Applicants have also discovered that the related art for microwave-assisted magnetic write heads is not suitable for the smaller dot sizes characteristic of BPM technology. Although the related art discloses that the microwave field is applied parallel or antiparallel to the head field and the easy axis, the governing physics of the magnetization precession dictates that the microwave-assisted writing of magnetic information will be more efficient if the microwave field is oriented in the plane of the medium.
If the microwave field is applied along the magnetization, there is no torque on the magnetization and the only effect of the microwave field is the increase of the applied field. In other words, the apparatus has zero efficiency. If the field is in plane, dynamic phenomena can be excited beyond the simple field increase. Fields cannot be produced with only one component, because there will always be a mixture, but of course, knowing which component is most affected will influence the design. The microwave field preferentially should be oriented along the down-track direction, which is defined as the direction in which the head moves.
It should be noted that the terminology “microwave field” used in describing the present invention may have the same meaning as “RF field” used in the related art.
The above description is presented to enable a person skilled in the art to make and use the invention, and is provided in the context of a particular application and its requirements. Various modifications to the preferred embodiments will be readily apparent to those skilled in the art, and the generic principles defined herein may be applied to other embodiments and applications without departing from the spirit and scope of the invention. Thus, this invention is not intended to be limited to the embodiments shown, but is to be accorded the widest scope consistent with the principles and features disclosed herein.

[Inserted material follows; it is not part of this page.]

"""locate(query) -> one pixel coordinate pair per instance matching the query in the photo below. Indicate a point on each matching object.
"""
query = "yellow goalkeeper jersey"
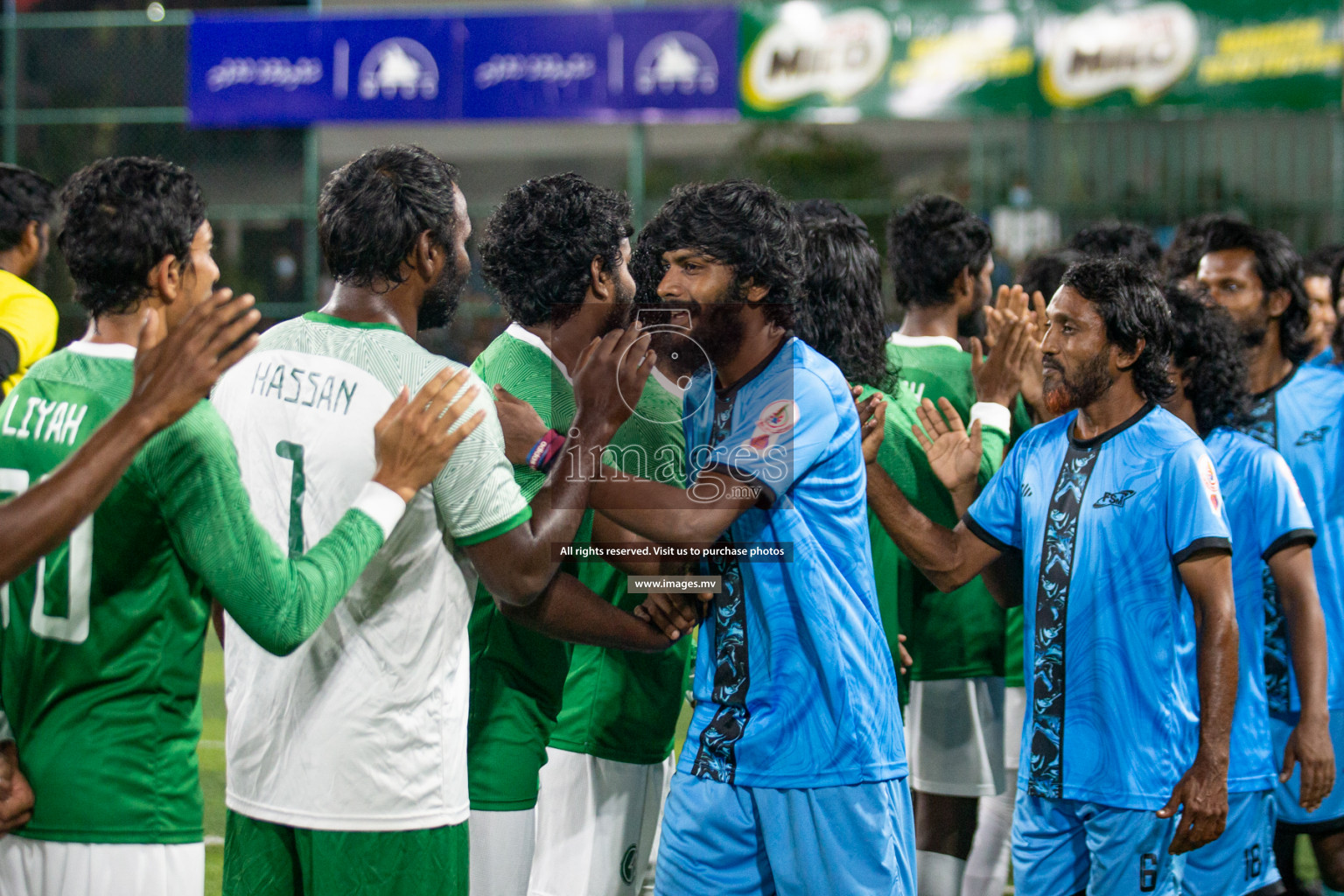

This application discloses several numerical range limitations. Persons skilled in the art would recognize that the numerical ranges disclosed inherently support any range within the disclosed numerical ranges even though a precise range limitation is not stated verbatim in the specification because this invention can be practiced throughout the disclosed numerical ranges. A holding to the contrary would “let form triumph over substance” and allow the written description requirement to eviscerate claims that might be narrowed during prosecution simply because the applicants broadly disclose in this application but then might narrow their claims during prosecution. Where the term “plurality” is used, that term shall be construed to include the quantity of one, unless otherwise stated. The entire disclosure of the patents and publications referred in this application are hereby incorporated herein by reference. Finally, the implementations described above and other implementations are within the scope of the following claims.